Danilo Anderson: Los autores intelectuales de tu asesinato de hace 15 años son los mismos que quieren acabar con la Revolución Bolivariana hoy.



Por Juan Martorano:
Amanecimos conmemorando los 310 años de la aparición de la Virgen de “La Chinita” allá en el estado Zulia, por lo que acompañamos el sentimiento de los marabinos y marabinas, de los zulianos y zulianas y de los devotos de la virgen María, bajo la advocación de “Chiquinquirá” a los que profesan su veneración en el resto del país.

Pero no es menos cierto recordar, que en horas de la madrugada de un día como hoy, de hace 15 años, hubo un hecho que nos golpeó el alma y la conciencia. Un grito mudo de un hombre que dio su vida por la verdad, por la justicia, y una de las primeras bajas que tuvimos por parte de las fuerzas mercenarias y paramilitares que hoy amenazan nuestro Estado-Nación.


Me refiero que, en la Calle Vargas de los Chaguaramos en Caracas, en la avenida Las Ciencias, se encontraba el cádaver completamente calcinado y partido por la mitad del “Fiscal Valiente”, Danilo Baltazar Anderson. Uno de los pocos que tuvo el tupé de imputar a no menos de 400 implicados en el Golpe de Estado en contra del comandante-presidente Hugo Chávez, el 11 de abril de 2002.

Danilo Anderson fue un hombre de aquellos de los que Bertold Brecht dijo que era de los “imprescindibles”. Su coraje, valentía, a pesar de que en dos oportunidades ya habían tratado de atentar en contra de su integridad física, hasta que al final lo lograron, no melló su espíritu de querer hacer justicia.

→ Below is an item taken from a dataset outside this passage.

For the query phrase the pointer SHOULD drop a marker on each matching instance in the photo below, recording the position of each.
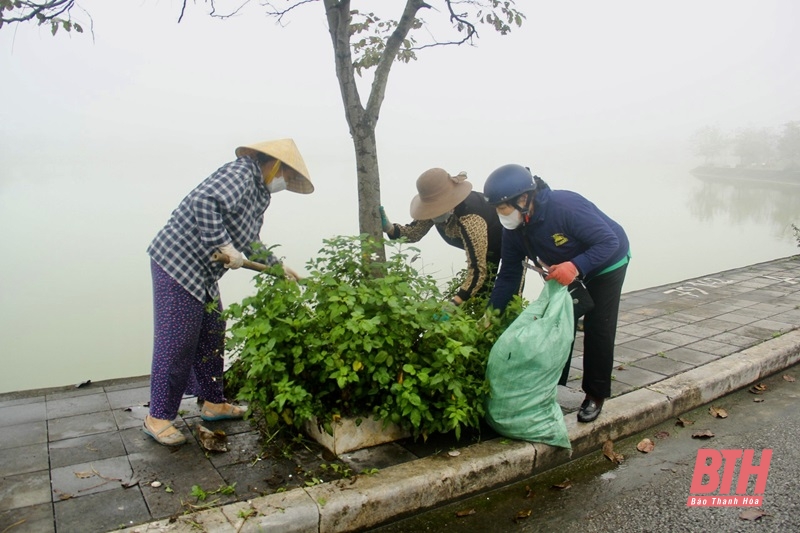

“Estaba solo, no lo cuidamos lo suficiente, enfrentó al odio, a los poderosos, buen combatiente” reza la canción “La Ley tiene nombre y se llama Danilo”, escrita e interpretada por el Frente Revolucionario de Cantores “Lloviznando Cantos”, grandes amigos de este servidor. Y con esa línea y ese pensamiento recuerdo la caída en combate del Fiscal Valiente, a 15 años de su vil asesinato.

Indudablemente que los autores materiales de este criminal hecho están tras las rejas. Los hermanos Otoniel y Orlando Guevara, ex integrantes del entonces PTJ hoy CICPC, quienes fueron los que colocaron los 250 gramos de explosivo C-4 debajo del asiento del vehículo de Danilo, y establecieron todo el mecanismo para activar el mismo a través del repique y posterior accionar del celular de Anderson para contestar alguna llamada que se le realizara. Pero los autores intelectuales de su muerte aún siguen en las calles, libres e impunes. Tarea pendiente de nuestro sistema de administración de justicia.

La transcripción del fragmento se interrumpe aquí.